Democratic mayoral candidate Chris Wilson said that if the city adopted a new “regular, rigorous review” of its budget, it could put an extra $1.8 million annually into “public safety, economic development and education” without raising taxes.
But his opponents, including Board of Finance Chairman Rich Miecznikowski, said that’s just not true.
Wilson said the City Council spends almost the entire budget process “focusing on the 5 percent they cut rather than the 95 percent we keep.”
“The overwhelming majority” of the city’s $180.7 million budget “will be spent without asking what we are trying to achieve by this spending, whether we are producing the results we expect to achieve, whether we can achieve better results through other means, or even whether we should be spending this money in the first place,” Wilson said.
Both Republican mayoral hopeful Ken Cockayne and Miecznikowski, who is seeking a council seat on the GOP line, said that Wilson is off the mark.
During the budget season, Miecznikowski said, “we review everything very, very closely and we decide how the money is going to be spent.”
“He knows nothing about the city budget,” Cockayne said. “He’s out in La-La Land, not looking at the real, true facts as I do on a daily basis.”
Miecznikowski said he performance-based budget that Wilson wants the city to adopt isn’t much different than what the non-partisan finance board does every year.
“Basically it’s the same thing that we do,” the finance chief said. “We evaluate the spending and what’s needed.
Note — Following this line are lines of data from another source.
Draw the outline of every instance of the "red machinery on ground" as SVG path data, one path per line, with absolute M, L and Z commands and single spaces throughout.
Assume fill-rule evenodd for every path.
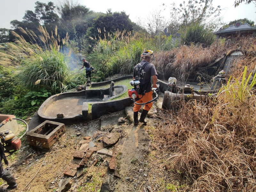
M 8 121 L 11 121 L 12 119 L 17 119 L 23 122 L 26 124 L 27 129 L 25 133 L 21 136 L 18 138 L 15 134 L 9 129 L 4 130 L 0 132 L 0 138 L 3 146 L 6 152 L 9 152 L 12 150 L 18 150 L 21 146 L 21 143 L 20 139 L 25 134 L 28 130 L 28 124 L 22 119 L 17 118 L 8 117 L 3 121 L 0 124 L 0 127 L 5 125 Z

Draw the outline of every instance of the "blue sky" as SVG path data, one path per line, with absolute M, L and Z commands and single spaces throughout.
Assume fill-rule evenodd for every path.
M 38 1 L 46 3 L 51 1 L 55 5 L 59 4 L 60 2 L 63 1 L 63 0 Z M 175 2 L 176 4 L 178 5 L 183 1 L 176 0 Z M 236 19 L 247 18 L 254 21 L 256 24 L 255 5 L 252 3 L 246 5 L 243 3 L 235 8 L 234 6 L 235 1 L 235 0 L 213 0 L 214 6 L 216 7 L 220 5 L 223 9 L 220 16 L 223 21 L 228 22 Z M 22 18 L 24 16 L 26 10 L 34 11 L 35 3 L 36 1 L 36 0 L 0 0 L 0 28 L 11 28 L 10 24 L 11 21 L 14 20 L 22 20 Z M 167 5 L 168 8 L 173 2 L 173 0 L 147 0 L 143 1 L 137 0 L 73 1 L 74 3 L 78 3 L 85 5 L 91 10 L 96 12 L 105 13 L 108 9 L 111 9 L 113 12 L 124 11 L 129 15 L 129 18 L 132 21 L 135 22 L 139 20 L 146 19 L 148 15 L 149 15 L 150 12 L 156 9 L 161 9 L 163 4 Z M 170 10 L 168 8 L 164 11 L 164 15 L 166 18 L 169 15 L 170 11 Z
We don’t just give money out.”
City Comptroller Glenn Klocko said that Bristol, the fourth community he’s worked for in his professional career, has “one fo the most rigorous reviews of a budget that I’ve ever seen.”
He said it has many hearings and workshops that go over the spending plan line by line, with the entire process available online for the public to see and get involved.
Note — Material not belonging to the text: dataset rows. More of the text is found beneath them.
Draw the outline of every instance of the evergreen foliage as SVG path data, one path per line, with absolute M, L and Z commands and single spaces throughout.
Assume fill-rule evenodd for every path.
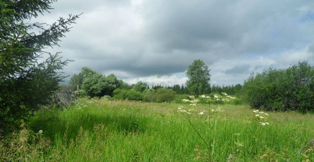
M 79 15 L 60 18 L 48 27 L 45 24 L 26 23 L 49 12 L 54 1 L 0 1 L 0 134 L 9 132 L 31 112 L 48 104 L 64 78 L 56 71 L 68 60 L 61 61 L 58 54 L 43 49 L 57 45 Z M 31 29 L 40 31 L 36 34 Z M 39 60 L 47 54 L 47 59 Z

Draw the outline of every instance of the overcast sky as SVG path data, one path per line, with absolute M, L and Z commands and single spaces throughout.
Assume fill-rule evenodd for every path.
M 84 14 L 61 39 L 64 68 L 87 66 L 130 83 L 185 83 L 196 59 L 210 83 L 243 83 L 252 72 L 314 65 L 313 0 L 64 0 L 35 21 Z M 69 78 L 68 78 L 69 80 Z

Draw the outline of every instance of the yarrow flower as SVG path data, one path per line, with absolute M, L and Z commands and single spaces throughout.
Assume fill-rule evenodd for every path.
M 264 126 L 266 125 L 269 125 L 269 123 L 267 122 L 260 122 L 260 123 L 261 123 L 261 125 L 262 125 L 263 126 Z

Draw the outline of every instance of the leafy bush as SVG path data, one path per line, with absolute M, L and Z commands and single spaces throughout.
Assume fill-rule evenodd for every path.
M 173 102 L 178 104 L 183 103 L 182 100 L 188 98 L 188 96 L 189 95 L 187 94 L 175 95 L 173 99 Z
M 287 69 L 269 68 L 245 81 L 243 96 L 253 108 L 266 110 L 314 109 L 314 67 L 299 62 Z
M 156 102 L 170 102 L 175 97 L 176 93 L 171 89 L 159 88 L 156 92 Z
M 120 85 L 120 82 L 113 74 L 105 77 L 99 73 L 95 72 L 84 79 L 82 88 L 89 96 L 94 97 L 111 96 L 113 90 Z
M 143 101 L 147 102 L 156 102 L 157 101 L 156 90 L 154 89 L 146 89 L 143 92 Z
M 113 98 L 118 100 L 142 101 L 143 94 L 132 89 L 117 89 L 113 91 Z

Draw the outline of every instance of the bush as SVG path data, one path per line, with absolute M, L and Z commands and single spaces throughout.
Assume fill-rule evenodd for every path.
M 183 103 L 182 100 L 188 98 L 188 96 L 189 95 L 187 94 L 175 95 L 173 99 L 173 102 L 178 104 Z
M 156 102 L 156 90 L 154 89 L 146 89 L 143 92 L 143 101 L 147 102 Z
M 287 69 L 269 68 L 245 81 L 243 97 L 253 108 L 265 110 L 314 109 L 314 67 L 307 62 Z
M 156 102 L 157 103 L 170 102 L 173 100 L 176 93 L 171 89 L 163 88 L 157 89 Z
M 118 100 L 142 101 L 143 94 L 131 89 L 117 89 L 113 91 L 113 98 Z

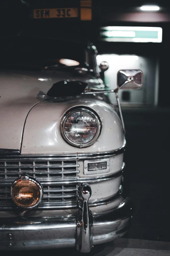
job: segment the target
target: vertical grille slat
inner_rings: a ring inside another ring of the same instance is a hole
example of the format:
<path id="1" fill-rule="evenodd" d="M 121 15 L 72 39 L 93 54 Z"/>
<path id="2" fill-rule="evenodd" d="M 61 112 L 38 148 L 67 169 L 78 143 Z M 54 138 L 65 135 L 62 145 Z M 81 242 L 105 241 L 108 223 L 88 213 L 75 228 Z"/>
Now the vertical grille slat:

Klocko said that instead of budget reviews, what the city really needs are reviews of the services it offers. Some of them could perhaps be changed or axed, he said.
Wilson, the chairman of the Board of Education, said that using performance-based budgeting, the city could “differentiate between what the City Council wants and what Bristol taxpayers can afford,” set performance standards for each department and conduct regular reviews of performance.
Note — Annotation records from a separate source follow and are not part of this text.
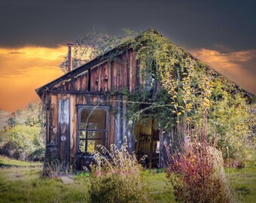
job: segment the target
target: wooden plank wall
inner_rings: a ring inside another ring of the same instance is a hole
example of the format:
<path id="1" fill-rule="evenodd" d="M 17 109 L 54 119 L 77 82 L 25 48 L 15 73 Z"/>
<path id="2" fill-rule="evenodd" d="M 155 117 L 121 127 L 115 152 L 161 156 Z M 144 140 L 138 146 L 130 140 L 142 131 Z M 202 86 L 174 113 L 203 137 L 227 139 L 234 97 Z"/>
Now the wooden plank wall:
<path id="1" fill-rule="evenodd" d="M 52 89 L 102 92 L 121 90 L 122 88 L 126 87 L 130 92 L 133 92 L 139 88 L 139 83 L 142 83 L 138 62 L 136 52 L 130 49 L 111 62 L 105 61 L 90 68 L 90 80 L 89 71 L 86 70 L 53 87 Z M 89 86 L 90 89 L 88 89 Z"/>
<path id="2" fill-rule="evenodd" d="M 118 145 L 120 141 L 123 141 L 123 136 L 130 135 L 131 133 L 127 129 L 125 117 L 128 107 L 126 104 L 123 105 L 123 102 L 118 102 L 123 99 L 125 102 L 125 98 L 120 95 L 111 95 L 107 98 L 100 94 L 112 90 L 120 91 L 123 88 L 127 88 L 130 92 L 135 91 L 141 80 L 139 71 L 139 65 L 136 59 L 135 51 L 129 50 L 120 55 L 117 60 L 105 61 L 90 68 L 90 71 L 86 70 L 51 88 L 50 91 L 56 90 L 57 92 L 50 94 L 47 102 L 50 108 L 47 111 L 47 147 L 55 145 L 60 160 L 75 162 L 78 134 L 77 106 L 99 103 L 111 107 L 108 115 L 108 146 L 113 143 Z M 86 95 L 81 93 L 87 91 L 88 93 Z M 93 93 L 90 95 L 90 92 Z M 99 92 L 99 95 L 95 92 Z M 102 102 L 104 101 L 106 102 Z M 117 115 L 111 114 L 112 111 L 117 112 L 116 108 L 120 112 Z"/>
“As a businessman,” Wilson said, “if my company is spending money on something and we aren’t getting a reasonable return on that investment, I need to think long and hard about whether or not we continue that spending? I want to apply that same mentality to city tax dollars.”
“I appreciate his enthusiasm,” Klocko said, “but is this what the Board of Ed does?”
Cockayne and Miecznikowski said the reviews called for by Wilson are exactly what the council and finance board tries to do every year in numerous public hearings on every piece of the yearly spending plan.
“It’s obvious that his goal is just to throw anything against the wall and see what sticks,” said Cockayne.